By Chris Shearer
19 January 2022
Anglican Overseas Aid will aim to engage with a new generation of Anglicans around Australia over the coming decade as its supporter base ages, the organisation’s incoming head has said.
Jo Knight will take over as chief executive of AOA in mid-February when the Reverend Dr Bob Mitchell retires after nearly a decade at the helm.
Ms Knight said the transnational issues of poverty, inequality, the climate catastrophe and human conflict would need to be addressed through collaboration.
“International networks and the Church as one of the biggest networks in civil society are very well poised to collaborate together in smart ways to find maximum impact in these areas,” she told The Melbourne Anglican.
“But I think there are younger generations that have a great opportunity to grow in their understanding of what it could be for Anglicans to respond together and work with Anglicans around the world in response to these issues.”
Ms Knight said that engaging these people to follow in the steps of the “faithful stewards” who have supported AOA since its inception was the biggest challenge she faced leading the organisation into its “next season”.
“It can’t be an organisation broadcasting at people. That no longer resonates,” she said.
“People’s hearts need to be touched, and they need to find a way to step in and feel like they are co-contributing or finding different ways to contribute … there’s a lot of opportunities there that I’d like to explore.”
Ms Knight joins AOA from Tearfund, where she was advocacy director, and has 20 years of experience as a Christian leader dedicated to justice and sustainability.
But her passion for helping others goes back to her childhood watching her mother and grandmother’s efforts to care for her aunt, who was born with down syndrome. Their Christian dedication set the foundation for a life that would be shaped by what she felt was God’s calling to help those less fortunate than herself.
Perhaps most formative in her young adulthood was time spent in India with Tearfund, working with Indian theologian and advocate for the poor the Reverend CB Samuel.
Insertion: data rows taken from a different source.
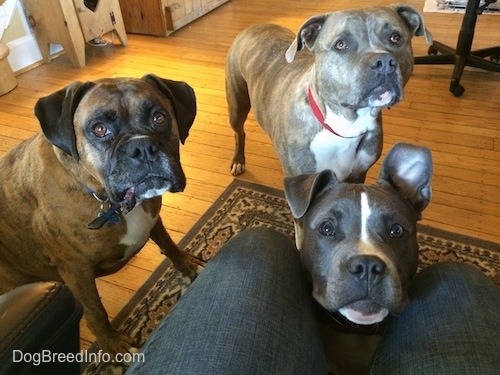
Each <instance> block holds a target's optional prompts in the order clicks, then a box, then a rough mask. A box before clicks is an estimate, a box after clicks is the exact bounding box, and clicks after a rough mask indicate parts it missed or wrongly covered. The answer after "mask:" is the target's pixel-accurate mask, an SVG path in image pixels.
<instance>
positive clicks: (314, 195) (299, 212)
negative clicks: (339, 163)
mask: <svg viewBox="0 0 500 375" xmlns="http://www.w3.org/2000/svg"><path fill="white" fill-rule="evenodd" d="M283 182H284V185H285V197H286V200H287V202H288V205H289V206H290V209H291V211H292V215H293V217H294V218H295V219H300V218H301V217H302V216H304V215H305V213H306V212H307V210H308V209H309V206H310V205H311V202H312V201H313V199H314V197H316V196H317V195H318V194H319V193H320V192H321V191H323V190H324V189H325V188H326V187H327V186H329V185H331V184H332V183H338V181H337V177H336V176H335V174H334V173H333V171H331V170H329V169H326V170H324V171H321V172H320V173H314V174H303V175H298V176H293V177H285V179H284V180H283Z"/></svg>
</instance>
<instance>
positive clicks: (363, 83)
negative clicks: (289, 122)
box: [285, 5, 432, 112]
mask: <svg viewBox="0 0 500 375" xmlns="http://www.w3.org/2000/svg"><path fill="white" fill-rule="evenodd" d="M414 35H417V36H422V35H423V36H425V38H426V40H427V42H428V43H429V44H430V43H431V40H432V38H431V35H430V33H429V32H428V31H427V30H426V28H425V26H424V21H423V18H422V16H421V15H420V13H418V12H417V11H416V10H415V9H414V8H412V7H410V6H407V5H394V6H392V7H373V8H367V9H356V10H347V11H339V12H334V13H327V14H321V15H317V16H314V17H311V18H310V19H308V20H307V21H306V22H305V23H304V24H303V25H302V26H301V27H300V29H299V31H298V33H297V36H296V38H295V40H294V42H293V43H292V45H291V46H290V47H289V49H288V50H287V51H286V54H285V57H286V60H287V61H288V62H292V61H293V60H294V59H295V56H296V54H297V52H298V51H300V50H302V49H304V48H305V47H307V49H308V50H310V51H311V52H312V53H313V55H314V58H315V61H316V63H315V71H314V77H313V82H312V86H313V89H314V90H315V91H316V92H317V96H318V97H320V98H322V100H323V101H324V105H325V106H327V107H329V108H332V109H334V108H336V107H345V108H348V109H354V110H357V109H360V108H382V107H389V106H392V105H394V104H396V103H397V102H399V101H400V100H401V98H402V97H403V86H404V85H405V84H406V82H407V81H408V79H409V77H410V74H411V72H412V69H413V60H414V58H413V51H412V46H411V39H412V37H413V36H414ZM337 112H338V111H337Z"/></svg>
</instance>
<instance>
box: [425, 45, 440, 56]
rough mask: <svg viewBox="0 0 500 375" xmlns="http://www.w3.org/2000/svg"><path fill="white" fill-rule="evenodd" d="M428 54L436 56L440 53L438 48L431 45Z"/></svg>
mask: <svg viewBox="0 0 500 375" xmlns="http://www.w3.org/2000/svg"><path fill="white" fill-rule="evenodd" d="M427 54H428V55H429V56H435V55H437V54H438V50H437V49H435V48H434V47H432V46H430V47H429V49H428V50H427Z"/></svg>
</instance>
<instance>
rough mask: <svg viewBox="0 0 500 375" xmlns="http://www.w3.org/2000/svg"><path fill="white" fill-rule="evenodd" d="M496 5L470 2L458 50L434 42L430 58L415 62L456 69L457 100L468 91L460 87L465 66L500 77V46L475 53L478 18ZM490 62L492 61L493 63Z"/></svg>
mask: <svg viewBox="0 0 500 375" xmlns="http://www.w3.org/2000/svg"><path fill="white" fill-rule="evenodd" d="M496 1H497V0H469V1H468V3H467V7H466V9H465V15H464V19H463V21H462V27H461V29H460V33H459V35H458V41H457V47H456V48H455V49H453V48H451V47H448V46H446V45H444V44H442V43H440V42H433V43H432V45H431V46H430V47H429V51H428V53H429V56H421V57H416V58H415V64H453V65H455V69H454V70H453V75H452V78H451V83H450V91H451V93H452V94H453V95H455V96H461V95H462V94H463V93H464V91H465V89H464V88H463V86H462V85H460V78H461V77H462V72H463V71H464V67H465V66H472V67H474V68H479V69H484V70H488V71H492V72H499V73H500V46H497V47H490V48H485V49H481V50H476V51H471V47H472V39H473V38H474V28H475V26H476V20H477V16H478V15H479V14H482V13H483V11H484V9H485V8H486V7H487V6H489V5H490V4H493V3H495V2H496ZM481 2H483V4H481ZM438 53H441V54H438ZM486 58H489V60H487V59H486Z"/></svg>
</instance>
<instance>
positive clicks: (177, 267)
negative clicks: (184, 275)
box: [172, 253, 206, 277]
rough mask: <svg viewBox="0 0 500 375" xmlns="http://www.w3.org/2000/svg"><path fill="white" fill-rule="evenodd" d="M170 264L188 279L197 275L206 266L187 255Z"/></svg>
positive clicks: (191, 256) (200, 260)
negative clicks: (171, 264) (172, 265)
mask: <svg viewBox="0 0 500 375" xmlns="http://www.w3.org/2000/svg"><path fill="white" fill-rule="evenodd" d="M172 263H173V264H174V267H175V268H176V269H177V270H179V271H180V272H182V273H183V274H184V275H186V276H189V277H193V276H196V275H199V274H200V273H201V271H203V269H204V268H205V265H206V263H205V262H204V261H203V260H201V259H198V258H196V257H195V256H193V255H191V254H188V253H183V254H182V257H179V258H178V259H175V260H174V259H172Z"/></svg>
Her experiences there helped her see that she could be doing so much, and that this dedication was needed at home.
“That was an excellent time of shaping my faith,” she said. “I came away with a great sense of hope in God’s purposes and the part that we are called to play.”
Her part saw her work as a lawyer for refugees during the difficult Howard years, working with non-profits, and thinking about how to engage people with issues of poverty at the newly formed youth poverty agency Oaktree.
She says these years of experience have not only prepared her for the role of chief executive in terms of the skill set required, but also through a sense of belief in God’s plan for her.
“There’s so much around the way God might have been working and shaping and getting your character ready to lead an organisation like this into the next season,” she said.
“There’s been a lot of discerning, a lot of questioning ‘Is this where God is calling me to?’ … and I feel really peaceful and grateful and excited that the answer is ‘yes’.”